上半身が伸びるのと同時に、猿姫は地面を蹴って前進していた。

棒の先は、一子の喉を貫くのに充分な伸びしろを保って迫った。

一瞬のうちに迫った一撃。

一子は上体をひねってかわした。

柔らかく、猿姫の動きに劣らない速さである。

棒をかわされて相手のそばに踏み込んだ猿姫は、その勢いで相手に体当たりを食わせた。

相手に近すぎて、また竹藪の中では竹が邪魔になり、それ以上棒を振ることができなかったからだ。

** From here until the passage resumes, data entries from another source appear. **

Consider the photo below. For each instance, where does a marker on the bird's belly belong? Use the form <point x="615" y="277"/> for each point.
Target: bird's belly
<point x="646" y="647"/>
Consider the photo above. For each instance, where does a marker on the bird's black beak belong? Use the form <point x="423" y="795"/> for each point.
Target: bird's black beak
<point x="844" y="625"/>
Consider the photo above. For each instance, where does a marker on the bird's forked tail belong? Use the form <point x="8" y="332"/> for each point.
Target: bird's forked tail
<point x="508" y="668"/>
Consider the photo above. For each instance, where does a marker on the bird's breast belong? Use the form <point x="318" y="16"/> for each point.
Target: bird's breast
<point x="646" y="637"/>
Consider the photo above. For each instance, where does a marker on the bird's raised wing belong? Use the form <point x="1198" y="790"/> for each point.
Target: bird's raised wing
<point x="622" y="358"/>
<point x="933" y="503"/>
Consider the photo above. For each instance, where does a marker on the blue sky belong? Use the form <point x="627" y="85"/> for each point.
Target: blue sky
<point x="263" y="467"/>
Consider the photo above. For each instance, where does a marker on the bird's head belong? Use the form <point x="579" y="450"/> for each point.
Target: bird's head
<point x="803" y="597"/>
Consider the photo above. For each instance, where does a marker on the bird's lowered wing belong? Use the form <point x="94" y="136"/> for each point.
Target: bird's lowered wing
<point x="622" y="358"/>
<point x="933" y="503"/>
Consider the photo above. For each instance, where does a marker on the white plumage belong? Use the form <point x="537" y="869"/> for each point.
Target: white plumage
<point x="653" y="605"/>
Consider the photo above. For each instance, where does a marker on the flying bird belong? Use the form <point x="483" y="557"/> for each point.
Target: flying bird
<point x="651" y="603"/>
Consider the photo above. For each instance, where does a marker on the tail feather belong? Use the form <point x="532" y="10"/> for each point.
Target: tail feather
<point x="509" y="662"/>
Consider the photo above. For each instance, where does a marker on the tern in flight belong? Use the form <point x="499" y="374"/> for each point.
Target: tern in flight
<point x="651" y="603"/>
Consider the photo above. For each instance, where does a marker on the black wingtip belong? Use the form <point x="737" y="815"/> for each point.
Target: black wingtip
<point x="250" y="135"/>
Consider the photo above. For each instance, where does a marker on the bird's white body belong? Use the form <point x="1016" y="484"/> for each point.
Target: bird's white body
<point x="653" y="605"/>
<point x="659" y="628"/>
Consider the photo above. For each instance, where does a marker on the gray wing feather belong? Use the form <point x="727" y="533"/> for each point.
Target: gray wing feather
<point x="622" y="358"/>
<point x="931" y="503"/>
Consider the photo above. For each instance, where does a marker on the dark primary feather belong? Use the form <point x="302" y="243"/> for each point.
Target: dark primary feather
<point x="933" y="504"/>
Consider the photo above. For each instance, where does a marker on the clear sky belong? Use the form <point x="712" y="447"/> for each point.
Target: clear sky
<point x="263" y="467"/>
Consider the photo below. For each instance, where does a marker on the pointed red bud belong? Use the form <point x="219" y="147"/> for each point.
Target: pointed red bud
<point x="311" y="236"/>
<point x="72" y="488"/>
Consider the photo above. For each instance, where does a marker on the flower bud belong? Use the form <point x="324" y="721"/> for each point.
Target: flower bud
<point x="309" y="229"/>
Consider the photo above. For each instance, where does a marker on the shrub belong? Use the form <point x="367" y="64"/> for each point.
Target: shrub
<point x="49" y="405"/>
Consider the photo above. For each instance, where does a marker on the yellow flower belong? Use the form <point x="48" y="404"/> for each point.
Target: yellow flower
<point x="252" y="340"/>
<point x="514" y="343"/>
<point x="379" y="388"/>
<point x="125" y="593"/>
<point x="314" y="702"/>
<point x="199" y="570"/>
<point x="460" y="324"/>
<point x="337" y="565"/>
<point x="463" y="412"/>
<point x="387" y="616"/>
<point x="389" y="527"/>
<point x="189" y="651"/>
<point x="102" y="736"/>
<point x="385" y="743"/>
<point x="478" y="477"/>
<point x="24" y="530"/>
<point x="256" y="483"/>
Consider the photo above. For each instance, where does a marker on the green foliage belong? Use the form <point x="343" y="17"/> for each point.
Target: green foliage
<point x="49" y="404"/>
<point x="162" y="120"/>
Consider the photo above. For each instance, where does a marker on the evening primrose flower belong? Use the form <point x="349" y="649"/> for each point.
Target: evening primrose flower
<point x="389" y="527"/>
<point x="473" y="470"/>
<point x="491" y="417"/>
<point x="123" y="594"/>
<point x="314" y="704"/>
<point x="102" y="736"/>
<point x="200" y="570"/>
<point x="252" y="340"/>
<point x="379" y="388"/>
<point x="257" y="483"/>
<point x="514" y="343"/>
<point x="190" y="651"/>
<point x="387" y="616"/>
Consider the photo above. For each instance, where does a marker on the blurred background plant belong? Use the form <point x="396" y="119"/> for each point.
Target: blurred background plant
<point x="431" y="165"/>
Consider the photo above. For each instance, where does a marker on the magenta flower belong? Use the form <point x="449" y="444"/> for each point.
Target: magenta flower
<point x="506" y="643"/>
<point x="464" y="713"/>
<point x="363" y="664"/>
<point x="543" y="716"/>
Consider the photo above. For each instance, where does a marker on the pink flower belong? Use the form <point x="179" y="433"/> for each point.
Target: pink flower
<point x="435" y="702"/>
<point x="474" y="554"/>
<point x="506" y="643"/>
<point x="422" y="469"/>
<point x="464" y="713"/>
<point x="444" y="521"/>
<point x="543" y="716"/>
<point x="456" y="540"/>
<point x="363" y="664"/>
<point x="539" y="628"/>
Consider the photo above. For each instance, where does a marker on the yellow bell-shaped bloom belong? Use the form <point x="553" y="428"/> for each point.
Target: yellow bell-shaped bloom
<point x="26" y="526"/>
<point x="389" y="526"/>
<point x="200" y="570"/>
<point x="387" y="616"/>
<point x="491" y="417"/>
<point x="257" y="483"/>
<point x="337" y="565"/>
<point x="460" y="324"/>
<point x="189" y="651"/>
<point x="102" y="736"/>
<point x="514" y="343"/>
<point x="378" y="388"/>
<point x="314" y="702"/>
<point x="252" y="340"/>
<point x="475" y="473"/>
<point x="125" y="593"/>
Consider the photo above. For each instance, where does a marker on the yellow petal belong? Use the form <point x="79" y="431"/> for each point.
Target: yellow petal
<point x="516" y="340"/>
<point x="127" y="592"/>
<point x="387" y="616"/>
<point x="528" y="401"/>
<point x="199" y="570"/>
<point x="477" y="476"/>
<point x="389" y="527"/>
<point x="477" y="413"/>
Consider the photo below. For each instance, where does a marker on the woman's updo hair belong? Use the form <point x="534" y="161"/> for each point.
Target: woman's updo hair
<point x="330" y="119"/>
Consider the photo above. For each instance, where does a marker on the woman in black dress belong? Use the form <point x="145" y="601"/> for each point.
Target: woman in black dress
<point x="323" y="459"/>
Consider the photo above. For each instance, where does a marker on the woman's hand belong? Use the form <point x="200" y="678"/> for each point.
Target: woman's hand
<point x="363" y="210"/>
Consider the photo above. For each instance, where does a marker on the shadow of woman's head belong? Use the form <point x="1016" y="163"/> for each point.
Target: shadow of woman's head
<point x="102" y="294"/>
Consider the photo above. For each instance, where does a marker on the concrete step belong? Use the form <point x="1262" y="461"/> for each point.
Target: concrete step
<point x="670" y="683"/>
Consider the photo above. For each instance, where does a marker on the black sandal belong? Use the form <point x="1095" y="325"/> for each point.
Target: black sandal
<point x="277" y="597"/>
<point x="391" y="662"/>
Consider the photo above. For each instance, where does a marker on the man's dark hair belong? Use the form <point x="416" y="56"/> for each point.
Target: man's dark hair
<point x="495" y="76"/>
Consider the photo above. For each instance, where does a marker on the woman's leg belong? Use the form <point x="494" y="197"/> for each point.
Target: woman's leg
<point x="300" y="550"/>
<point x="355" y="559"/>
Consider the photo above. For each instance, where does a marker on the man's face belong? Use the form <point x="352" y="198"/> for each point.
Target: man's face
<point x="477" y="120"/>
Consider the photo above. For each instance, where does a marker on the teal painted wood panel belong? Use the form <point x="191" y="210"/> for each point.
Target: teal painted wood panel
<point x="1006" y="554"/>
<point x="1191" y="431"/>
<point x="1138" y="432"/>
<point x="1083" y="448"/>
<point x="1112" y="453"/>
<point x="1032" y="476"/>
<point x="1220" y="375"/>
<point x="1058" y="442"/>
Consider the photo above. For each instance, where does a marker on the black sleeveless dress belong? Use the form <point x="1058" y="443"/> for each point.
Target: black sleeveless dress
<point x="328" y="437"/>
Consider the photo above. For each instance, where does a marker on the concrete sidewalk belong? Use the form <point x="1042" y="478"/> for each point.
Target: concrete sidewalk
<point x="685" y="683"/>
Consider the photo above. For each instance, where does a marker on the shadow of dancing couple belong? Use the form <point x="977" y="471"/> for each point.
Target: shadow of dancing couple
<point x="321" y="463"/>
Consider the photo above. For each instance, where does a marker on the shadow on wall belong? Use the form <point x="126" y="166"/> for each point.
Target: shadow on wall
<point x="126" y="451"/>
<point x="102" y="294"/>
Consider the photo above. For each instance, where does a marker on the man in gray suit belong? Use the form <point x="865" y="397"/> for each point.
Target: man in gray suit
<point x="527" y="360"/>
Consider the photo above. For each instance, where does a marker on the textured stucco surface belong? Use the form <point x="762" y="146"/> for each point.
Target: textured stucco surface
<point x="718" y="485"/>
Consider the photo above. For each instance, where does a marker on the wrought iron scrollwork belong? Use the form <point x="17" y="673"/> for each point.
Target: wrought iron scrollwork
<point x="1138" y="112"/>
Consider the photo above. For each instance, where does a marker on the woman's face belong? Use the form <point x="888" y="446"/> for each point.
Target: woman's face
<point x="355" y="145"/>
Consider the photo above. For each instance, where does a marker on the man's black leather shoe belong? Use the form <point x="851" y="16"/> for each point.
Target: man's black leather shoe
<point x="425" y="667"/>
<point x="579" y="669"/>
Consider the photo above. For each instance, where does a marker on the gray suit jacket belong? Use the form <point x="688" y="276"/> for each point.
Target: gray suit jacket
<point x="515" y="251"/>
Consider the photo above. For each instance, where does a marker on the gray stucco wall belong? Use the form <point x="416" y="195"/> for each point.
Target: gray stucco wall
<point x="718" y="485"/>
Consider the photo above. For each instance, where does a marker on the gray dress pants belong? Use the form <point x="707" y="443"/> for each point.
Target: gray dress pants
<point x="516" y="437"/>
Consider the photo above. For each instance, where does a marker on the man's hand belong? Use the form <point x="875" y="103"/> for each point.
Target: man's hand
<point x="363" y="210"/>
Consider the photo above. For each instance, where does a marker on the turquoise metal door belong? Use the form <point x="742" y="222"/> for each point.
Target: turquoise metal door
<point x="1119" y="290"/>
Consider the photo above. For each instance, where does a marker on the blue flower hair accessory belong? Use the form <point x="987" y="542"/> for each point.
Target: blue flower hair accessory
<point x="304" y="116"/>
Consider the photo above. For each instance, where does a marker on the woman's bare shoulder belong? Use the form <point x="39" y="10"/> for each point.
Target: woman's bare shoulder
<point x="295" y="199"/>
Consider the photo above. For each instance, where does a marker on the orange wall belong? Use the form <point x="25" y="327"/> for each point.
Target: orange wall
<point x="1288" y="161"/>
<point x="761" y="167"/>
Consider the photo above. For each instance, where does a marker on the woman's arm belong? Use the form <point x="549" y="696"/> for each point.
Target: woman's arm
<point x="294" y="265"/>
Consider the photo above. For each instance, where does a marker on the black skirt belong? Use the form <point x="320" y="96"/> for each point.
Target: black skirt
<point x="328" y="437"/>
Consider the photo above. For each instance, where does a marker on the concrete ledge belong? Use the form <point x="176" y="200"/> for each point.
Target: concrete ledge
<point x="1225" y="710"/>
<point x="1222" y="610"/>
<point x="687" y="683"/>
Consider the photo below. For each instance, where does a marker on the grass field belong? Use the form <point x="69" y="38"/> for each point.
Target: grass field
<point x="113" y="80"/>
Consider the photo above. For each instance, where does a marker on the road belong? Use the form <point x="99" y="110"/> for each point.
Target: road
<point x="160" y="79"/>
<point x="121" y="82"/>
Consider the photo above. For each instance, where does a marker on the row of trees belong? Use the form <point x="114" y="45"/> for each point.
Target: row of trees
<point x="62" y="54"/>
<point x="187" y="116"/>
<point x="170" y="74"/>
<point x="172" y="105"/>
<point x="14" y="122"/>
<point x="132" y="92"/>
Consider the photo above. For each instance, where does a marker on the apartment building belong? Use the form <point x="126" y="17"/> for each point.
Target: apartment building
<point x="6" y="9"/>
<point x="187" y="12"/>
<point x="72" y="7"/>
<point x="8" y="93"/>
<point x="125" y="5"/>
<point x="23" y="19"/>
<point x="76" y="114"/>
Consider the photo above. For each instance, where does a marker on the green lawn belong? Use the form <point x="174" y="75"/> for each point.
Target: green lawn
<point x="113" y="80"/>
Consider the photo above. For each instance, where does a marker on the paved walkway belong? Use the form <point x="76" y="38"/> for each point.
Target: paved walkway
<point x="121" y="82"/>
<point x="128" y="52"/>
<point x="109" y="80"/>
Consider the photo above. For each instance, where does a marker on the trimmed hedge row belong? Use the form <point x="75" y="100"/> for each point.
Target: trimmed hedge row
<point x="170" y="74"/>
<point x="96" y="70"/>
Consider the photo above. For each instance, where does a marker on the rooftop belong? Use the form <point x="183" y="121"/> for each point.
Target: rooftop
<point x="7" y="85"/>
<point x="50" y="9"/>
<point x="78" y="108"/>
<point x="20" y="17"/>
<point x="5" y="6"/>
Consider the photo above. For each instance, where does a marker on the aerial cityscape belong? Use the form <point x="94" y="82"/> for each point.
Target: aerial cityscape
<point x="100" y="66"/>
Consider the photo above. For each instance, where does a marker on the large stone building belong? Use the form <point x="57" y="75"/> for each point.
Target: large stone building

代わりに棒を持った腕を下に落として、肩先から背中にかけての部分を相手の体にぶつける。

手ごたえはあった。

「ぶつかり合いは苦手だわ」

舌打ち混じりに言う一子の声がどこかで聞こえる。

一歩下がりながら頭を上げた猿姫の目の前に、一子の姿はなかった。

気配が、遠くにある。

「貴様、どこに行った」

「ぶつけられて、肩が外れた。お望みどおり、失せることにするわ」

どこかから、通りのいい声が届いた。

それっきりだった。

竹薮の中は、静かになった。

風で揺れる竹と、猿姫自身の荒い息の音だけが聞こえている。

猿姫は、棒を地面に取り落とした。

全身から力が抜けて、棒に続いて地面に落ち、へたりこんだ。

一子との問答で、ここまで消耗するとは予想外だった。

 

直前の言葉のやりとりを思い出し、胸がふさぐ。

だが状況が状況だ。

すぐにでも、三郎たちの待つ祠に戻らなければならない。

それでも猿姫は、すぐさま立ち上がることができないでいた。